Gibson has chosen, as the main “dramatic” element–as the action in which we viewers might more clearly experience the compassion and toward which all the details merge-–precisely the Madonna’s gaze at her Son.
This is the main “dramatic space” of the film. It counts infinitely more than every other particular–actually, more than all the others (the trial, the presence of the demonic counter-gaze, the blood, of which there is a great deal, the screams, the landscape); it is emphasized, intensified, so to speak. She is the one who looks at Him, knowing; who looks at her Son with the infinite, agonized tenderness of being next to Him without being able to alleviate His pain, with her maternal desire to die with Him, but also with the consciousness that the central event of the world is being carried out. And He responds to that gaze, seeking it as any suffering son would. But He seeks it and also sends that gaze out again, in the final moment of the cross, into the history of the world, instituting the Church as their life in the bequest to John and to Mary, just as in the Last Supper, the images of which meaningfully counterpoint the Passion.

A clean blow
With a sure and technologically advanced use of cinematography, Gibson has offered a vision of the passion of Christ and of His figure that is not at all saccharine or sentimental. The controversies that have accompanied the film are difficult to justify, unless as expressions of unease that the film brings again to popular attention the figure of Jesus with His audacious claim. Similarly, the alarms about anti-Semitism don’t seem convincing: the Jewish people, bearer of all the weight of preceding history, is the nation from which Peter and John, Mary Magdalene, Mary, and thus Jesus of Nazareth were born, in fulfillment of the ancient prophesies.
It is true that since we are dealing with the question of Jesus Christ, the spectator’s role, for once, is not only to watch, but to seize the question that the film asks, “Who is this man?”–and seek an adequate answer. It is to be hoped that, outside the movie theater, the viewer will find occasions for companionship and hypotheses for work in responding to this interrogative. Because it is the central question of existence, of all times and of the entire universe, everything depends on how the liberty of each person positions itself before this fact.

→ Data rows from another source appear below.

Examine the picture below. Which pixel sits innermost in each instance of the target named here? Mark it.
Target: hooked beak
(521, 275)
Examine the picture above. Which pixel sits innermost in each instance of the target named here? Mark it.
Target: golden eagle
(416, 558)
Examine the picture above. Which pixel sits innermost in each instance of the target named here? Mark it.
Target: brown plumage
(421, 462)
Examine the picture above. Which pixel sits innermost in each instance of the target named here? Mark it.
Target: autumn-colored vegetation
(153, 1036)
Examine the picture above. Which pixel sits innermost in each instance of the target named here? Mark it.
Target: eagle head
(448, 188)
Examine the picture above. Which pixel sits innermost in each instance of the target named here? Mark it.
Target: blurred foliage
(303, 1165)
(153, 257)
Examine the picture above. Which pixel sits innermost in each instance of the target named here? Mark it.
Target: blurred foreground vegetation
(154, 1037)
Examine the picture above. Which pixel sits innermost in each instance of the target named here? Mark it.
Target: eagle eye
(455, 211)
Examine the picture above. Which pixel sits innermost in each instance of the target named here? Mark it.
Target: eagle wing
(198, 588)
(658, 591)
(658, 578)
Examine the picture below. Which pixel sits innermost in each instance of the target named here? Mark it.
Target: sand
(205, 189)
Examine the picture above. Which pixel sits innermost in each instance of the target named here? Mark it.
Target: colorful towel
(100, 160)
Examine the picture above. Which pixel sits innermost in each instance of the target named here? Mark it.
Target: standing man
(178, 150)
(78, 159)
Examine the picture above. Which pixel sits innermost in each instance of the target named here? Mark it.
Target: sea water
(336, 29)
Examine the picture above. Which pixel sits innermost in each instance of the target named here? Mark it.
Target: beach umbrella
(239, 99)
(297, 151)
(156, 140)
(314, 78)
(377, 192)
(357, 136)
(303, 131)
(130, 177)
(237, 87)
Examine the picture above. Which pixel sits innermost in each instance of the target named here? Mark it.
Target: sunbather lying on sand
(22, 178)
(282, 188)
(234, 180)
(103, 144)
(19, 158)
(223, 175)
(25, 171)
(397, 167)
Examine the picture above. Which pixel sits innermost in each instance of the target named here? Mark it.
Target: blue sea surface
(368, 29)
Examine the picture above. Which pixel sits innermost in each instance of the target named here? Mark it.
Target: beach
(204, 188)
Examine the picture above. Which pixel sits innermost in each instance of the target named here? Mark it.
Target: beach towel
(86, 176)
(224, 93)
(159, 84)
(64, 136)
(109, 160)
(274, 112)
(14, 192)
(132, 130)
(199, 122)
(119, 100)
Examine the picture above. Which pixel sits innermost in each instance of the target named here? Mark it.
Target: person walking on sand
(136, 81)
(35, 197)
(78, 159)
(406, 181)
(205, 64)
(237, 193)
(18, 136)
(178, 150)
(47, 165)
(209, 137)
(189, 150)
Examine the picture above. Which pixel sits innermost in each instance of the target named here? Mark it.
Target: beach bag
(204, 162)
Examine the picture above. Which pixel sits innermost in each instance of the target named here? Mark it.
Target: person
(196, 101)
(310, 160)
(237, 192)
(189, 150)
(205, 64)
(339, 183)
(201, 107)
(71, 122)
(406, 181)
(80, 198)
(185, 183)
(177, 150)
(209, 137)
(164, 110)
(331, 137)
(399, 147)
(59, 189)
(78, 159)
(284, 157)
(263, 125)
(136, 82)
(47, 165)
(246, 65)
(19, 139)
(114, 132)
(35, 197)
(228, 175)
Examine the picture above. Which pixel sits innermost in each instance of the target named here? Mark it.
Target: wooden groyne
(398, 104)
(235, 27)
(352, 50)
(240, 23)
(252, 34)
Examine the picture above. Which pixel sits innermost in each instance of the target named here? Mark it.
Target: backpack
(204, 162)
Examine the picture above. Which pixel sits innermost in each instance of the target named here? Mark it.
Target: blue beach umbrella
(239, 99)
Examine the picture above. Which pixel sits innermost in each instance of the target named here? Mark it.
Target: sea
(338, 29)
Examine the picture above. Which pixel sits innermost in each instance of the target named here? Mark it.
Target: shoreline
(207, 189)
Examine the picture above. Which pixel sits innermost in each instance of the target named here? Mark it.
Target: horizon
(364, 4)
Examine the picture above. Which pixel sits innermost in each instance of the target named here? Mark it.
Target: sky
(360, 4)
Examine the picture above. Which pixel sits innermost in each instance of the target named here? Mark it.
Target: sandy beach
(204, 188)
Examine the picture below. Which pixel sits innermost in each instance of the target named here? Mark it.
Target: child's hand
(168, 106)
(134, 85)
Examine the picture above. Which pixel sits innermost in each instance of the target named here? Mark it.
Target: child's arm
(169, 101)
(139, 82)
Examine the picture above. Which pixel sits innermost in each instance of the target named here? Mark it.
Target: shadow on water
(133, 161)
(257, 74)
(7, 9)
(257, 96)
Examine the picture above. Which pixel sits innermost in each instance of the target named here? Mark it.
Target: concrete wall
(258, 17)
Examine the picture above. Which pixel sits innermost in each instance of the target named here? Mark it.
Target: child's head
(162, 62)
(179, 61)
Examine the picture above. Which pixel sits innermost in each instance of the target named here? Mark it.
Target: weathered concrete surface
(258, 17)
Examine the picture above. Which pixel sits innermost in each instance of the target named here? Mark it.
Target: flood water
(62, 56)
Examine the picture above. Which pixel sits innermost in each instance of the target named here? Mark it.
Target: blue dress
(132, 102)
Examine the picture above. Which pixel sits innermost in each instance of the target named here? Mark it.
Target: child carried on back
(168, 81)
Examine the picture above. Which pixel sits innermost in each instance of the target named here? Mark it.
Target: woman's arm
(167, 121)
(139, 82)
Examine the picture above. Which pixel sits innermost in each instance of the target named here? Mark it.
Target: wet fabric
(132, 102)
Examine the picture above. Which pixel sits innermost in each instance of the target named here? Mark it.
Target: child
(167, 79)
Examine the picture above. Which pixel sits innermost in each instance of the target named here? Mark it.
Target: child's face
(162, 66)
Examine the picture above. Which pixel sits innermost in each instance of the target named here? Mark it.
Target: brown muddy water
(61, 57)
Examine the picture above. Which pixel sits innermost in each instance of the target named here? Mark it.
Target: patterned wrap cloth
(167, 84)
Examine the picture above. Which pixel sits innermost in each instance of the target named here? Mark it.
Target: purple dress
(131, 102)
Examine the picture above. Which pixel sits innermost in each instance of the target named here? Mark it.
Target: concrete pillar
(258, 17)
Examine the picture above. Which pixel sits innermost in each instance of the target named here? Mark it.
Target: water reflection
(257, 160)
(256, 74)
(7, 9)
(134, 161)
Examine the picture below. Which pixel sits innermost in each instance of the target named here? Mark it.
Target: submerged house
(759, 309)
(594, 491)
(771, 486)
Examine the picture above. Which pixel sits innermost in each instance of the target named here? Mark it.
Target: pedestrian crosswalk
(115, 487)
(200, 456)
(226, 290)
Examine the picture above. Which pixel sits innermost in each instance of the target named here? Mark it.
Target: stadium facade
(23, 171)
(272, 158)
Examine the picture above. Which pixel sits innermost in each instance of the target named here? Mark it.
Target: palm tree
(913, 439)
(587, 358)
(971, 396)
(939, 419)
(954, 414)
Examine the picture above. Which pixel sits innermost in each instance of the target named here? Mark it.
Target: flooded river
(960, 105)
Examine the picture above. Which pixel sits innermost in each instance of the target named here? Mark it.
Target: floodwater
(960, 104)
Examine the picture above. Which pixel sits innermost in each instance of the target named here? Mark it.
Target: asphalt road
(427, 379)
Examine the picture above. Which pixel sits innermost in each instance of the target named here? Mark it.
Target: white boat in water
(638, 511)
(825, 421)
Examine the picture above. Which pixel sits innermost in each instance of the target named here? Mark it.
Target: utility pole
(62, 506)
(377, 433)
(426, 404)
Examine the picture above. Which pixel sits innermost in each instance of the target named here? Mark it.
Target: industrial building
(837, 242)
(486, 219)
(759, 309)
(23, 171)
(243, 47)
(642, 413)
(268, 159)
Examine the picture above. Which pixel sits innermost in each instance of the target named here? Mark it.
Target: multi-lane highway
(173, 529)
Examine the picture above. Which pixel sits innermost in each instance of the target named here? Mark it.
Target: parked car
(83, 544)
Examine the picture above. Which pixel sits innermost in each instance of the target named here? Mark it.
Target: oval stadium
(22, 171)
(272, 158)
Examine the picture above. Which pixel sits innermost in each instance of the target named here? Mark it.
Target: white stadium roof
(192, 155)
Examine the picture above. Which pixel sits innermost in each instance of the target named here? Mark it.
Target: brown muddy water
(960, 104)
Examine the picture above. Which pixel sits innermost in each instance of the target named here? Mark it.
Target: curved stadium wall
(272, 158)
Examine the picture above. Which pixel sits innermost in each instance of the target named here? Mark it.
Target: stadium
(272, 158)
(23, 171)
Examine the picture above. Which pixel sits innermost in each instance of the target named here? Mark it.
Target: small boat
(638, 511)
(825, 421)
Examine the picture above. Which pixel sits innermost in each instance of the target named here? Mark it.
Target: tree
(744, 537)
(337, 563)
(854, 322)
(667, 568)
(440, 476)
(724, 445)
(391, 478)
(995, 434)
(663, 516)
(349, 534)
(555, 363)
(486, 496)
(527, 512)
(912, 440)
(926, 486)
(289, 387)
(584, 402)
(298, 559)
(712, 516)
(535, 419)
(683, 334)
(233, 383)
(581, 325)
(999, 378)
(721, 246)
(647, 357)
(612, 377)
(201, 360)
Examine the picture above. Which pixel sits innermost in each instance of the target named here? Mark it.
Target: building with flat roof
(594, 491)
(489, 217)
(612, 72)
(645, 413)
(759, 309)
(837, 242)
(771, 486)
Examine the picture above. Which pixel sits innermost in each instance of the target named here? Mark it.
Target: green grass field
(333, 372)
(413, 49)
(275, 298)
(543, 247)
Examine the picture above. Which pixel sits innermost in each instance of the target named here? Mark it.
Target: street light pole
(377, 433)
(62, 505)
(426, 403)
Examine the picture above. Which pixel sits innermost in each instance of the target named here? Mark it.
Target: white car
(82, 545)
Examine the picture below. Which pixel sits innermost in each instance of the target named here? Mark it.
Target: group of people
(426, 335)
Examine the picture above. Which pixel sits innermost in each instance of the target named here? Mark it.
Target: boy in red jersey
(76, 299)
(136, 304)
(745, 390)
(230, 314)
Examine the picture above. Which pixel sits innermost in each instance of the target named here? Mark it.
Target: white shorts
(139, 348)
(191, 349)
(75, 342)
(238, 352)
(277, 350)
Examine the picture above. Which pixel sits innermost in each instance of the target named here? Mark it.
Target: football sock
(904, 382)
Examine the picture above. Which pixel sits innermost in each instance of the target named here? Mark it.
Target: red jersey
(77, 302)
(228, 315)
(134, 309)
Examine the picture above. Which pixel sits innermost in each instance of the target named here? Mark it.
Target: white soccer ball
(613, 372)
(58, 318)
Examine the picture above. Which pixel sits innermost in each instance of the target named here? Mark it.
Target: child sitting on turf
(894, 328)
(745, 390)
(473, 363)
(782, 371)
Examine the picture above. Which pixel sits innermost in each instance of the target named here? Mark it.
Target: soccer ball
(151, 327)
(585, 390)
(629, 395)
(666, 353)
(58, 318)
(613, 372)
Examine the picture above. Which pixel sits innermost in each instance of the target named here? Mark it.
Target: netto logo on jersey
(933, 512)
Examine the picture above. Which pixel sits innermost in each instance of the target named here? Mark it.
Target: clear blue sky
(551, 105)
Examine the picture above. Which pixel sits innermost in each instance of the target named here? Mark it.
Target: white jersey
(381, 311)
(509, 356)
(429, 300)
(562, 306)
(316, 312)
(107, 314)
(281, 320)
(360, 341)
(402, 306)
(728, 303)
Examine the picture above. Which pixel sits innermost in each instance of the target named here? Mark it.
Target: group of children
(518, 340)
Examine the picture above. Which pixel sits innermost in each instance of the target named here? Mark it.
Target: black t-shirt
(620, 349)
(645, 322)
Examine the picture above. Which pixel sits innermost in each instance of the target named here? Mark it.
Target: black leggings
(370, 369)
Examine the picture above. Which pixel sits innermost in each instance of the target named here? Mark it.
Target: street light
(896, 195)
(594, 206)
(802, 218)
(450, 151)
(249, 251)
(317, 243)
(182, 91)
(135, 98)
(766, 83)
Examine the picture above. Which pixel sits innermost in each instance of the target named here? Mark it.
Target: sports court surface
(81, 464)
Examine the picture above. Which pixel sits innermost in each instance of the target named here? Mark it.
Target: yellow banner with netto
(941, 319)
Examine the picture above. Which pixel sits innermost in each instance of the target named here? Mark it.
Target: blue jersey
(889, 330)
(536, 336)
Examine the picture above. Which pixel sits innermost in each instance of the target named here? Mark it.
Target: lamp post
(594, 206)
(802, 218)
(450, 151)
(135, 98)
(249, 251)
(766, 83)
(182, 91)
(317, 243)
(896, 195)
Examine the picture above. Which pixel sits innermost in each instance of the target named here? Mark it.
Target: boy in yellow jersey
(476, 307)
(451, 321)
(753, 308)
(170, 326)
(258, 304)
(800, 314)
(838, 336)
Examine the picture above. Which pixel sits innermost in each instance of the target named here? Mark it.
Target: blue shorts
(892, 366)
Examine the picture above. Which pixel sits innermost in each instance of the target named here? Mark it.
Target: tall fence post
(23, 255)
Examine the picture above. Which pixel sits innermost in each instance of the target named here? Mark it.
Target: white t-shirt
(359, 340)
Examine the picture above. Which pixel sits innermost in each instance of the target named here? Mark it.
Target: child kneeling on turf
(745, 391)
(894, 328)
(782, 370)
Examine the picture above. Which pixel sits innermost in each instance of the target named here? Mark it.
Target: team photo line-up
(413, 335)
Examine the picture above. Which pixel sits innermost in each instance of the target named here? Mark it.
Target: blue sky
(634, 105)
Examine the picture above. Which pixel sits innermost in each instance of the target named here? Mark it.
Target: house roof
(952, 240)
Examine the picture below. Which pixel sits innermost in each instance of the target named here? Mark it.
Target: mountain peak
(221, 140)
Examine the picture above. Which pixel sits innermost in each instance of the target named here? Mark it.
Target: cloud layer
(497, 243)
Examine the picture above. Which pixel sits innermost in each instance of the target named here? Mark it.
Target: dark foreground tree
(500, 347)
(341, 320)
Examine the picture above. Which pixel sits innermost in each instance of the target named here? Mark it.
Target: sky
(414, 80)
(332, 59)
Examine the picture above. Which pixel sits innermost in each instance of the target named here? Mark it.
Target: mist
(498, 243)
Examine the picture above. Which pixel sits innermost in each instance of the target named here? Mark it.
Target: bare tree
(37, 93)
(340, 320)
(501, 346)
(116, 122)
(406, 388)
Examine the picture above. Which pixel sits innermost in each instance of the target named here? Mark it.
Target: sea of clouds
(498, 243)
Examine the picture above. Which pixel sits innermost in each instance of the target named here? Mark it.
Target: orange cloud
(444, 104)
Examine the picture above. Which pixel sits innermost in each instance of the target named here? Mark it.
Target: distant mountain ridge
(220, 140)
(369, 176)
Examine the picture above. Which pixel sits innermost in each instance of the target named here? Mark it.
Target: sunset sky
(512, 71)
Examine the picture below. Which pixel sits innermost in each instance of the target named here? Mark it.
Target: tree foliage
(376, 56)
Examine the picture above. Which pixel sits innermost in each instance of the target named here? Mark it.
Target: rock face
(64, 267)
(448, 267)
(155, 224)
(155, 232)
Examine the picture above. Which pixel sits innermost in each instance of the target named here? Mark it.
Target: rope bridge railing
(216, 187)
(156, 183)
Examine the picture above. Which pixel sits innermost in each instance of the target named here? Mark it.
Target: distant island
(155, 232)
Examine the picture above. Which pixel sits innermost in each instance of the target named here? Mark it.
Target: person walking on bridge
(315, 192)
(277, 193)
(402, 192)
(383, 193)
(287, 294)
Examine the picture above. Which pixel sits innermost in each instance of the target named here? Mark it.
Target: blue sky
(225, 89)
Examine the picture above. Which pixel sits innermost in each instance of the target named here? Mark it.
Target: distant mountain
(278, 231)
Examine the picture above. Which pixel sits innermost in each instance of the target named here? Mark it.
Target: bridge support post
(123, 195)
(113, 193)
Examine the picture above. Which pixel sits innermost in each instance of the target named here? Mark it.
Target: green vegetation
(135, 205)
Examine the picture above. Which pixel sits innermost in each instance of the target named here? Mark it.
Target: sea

Fr Giussani tells of a woman he met in confession. Her husband had died and one of her sons had gone crazy and killed his brother. So she was alone and railed against God for the injustice. He led her to a big crucifix in the back of the church and said, “If you have anything to say, tell Him.” And after a long silence, she replied, “He’s right.”
Perhaps here lies the strength of the film. A clean blow, a provocation to remember that Christianity is not just sentimentalism, a question of behavior, but a totally and “crudely” human fact. It has evoked and evokes irritation as well, not only for its realism: how can God lower Himself to such a level, and take on fragility and pain to the point of death?
The film closes with the resurrection, and here begins a new story, without which the one told by Mel Gibson would remain an incomprehensible fact of the past. That is an equally normal story, though exceptional, because human and divine.
And thus the question, “Who is this man?” opens to a still more decisive one, because the question of life today is “Where is this man?” Here all the drama of liberty and of the present is engaged. Who knows, maybe it will be told in an upcoming film.